One followup plus One explanation plus One essential skill plus One did you know
It seems like months ago that I first posted about the initial study on the use of hydroxychloroquine and azithromycin. However, it was actually March 21st. A wildfire of opinions spread across the globe based on this study because of support from thought leaders and the power of their “tweets”. Since then the initial study has been ridiculed by scientific societies including the one in which it was published. Additional noncontrolled studies have seen no benefit. However, larger more scientific studies have yet to report their outcomes. One interesting note that in China one of these studies was stopped due to the lack of patient population with active COVID 19. They did not have enough patients???
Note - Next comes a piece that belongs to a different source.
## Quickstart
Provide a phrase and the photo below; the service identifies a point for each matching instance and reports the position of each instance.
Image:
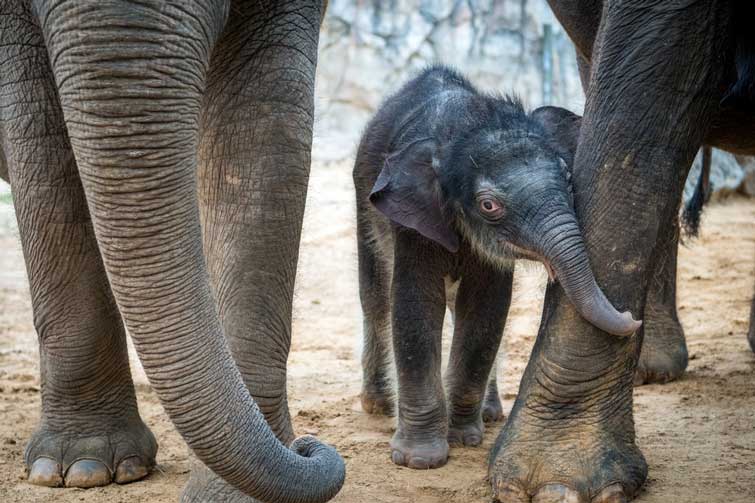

As researchers and clinicians around the world race to find alternative therapies in addition to vaccines we must be trusting of the scientific process. In a clinical trial that is appropriately powered (enough patients) and appropriately designed (double blind, placebo controlled) then scientific answers that give precise information is obtained. For example, if you are looking for viral clearance from the nose, you have to note is this associated with clinical outcomes: less symptoms, no symptoms, no longer infectious, antibody production which then confers future immunity, etc. If you are looking at the effect a medication has on a disease process then you must look at not only the outcome of disease itself, but the incidents of side effects, what they were, how many continued through the entire treatment regimen and what were the outcomes. There have been many medications that may help a disease but trial is stopped because they kill the patient as an adverse outcome. And this is where I want to give hope. There are many trials that are meeting the strict scientific criteria looking at MANY, MANY medications. These trials don’t operate in a vacuum, devoid of assessment until the trial ends. If there is a significant difference between a treatment arm and a non-treatment arm then the trial is stopped. It would be unethical to withhold treatment that is proving to be beneficial in the treated group from the untreated group. On the flipside, if the treated group has statistically significant severe adverse outcomes vs. the untreated group then the study would be stopped. This is science. We can take comfort in knowing that at this point, the large trials are progressing and I am hoping to wake to a headline that states, “trial stopped due to success in treatment arm”. Now that would be something to tweet about.
I have one son that has been growing his hair for a while. In fact, this West Coast dweller just proudly revealed his man bun status by Zoom. However, another came down the stairs and looked a little bit like the Shaggy D.A. My daughter had attempted to give her husband and two boys a haircut and as a beginner, I would say that she did a pretty good job. As the quarantine extends longer these tasks previously managed by experts are now in the hands of Edward Scissorhands (remember that movie?).While we wait expectantly for our favorite hairdresser to return to work, I thought I would share with you this great article: How to Cut Your Own Hair.
I chose this photo on purpose for today’s post. While the photo was taken four years ago in rural East Africa, I can remember it as if it were yesterday. It was a moment of pure joy and looking at it again brings me another moment of pure joy. Did you know that the study of joy has revealed that the people who rate in the upper reaches of happiness on psychological tests develop about 50% more antibodies than average in response to flu vaccines. It may feel hard to have joy right now, however, a photo of a joyous moment just might make your moment now, more joyous.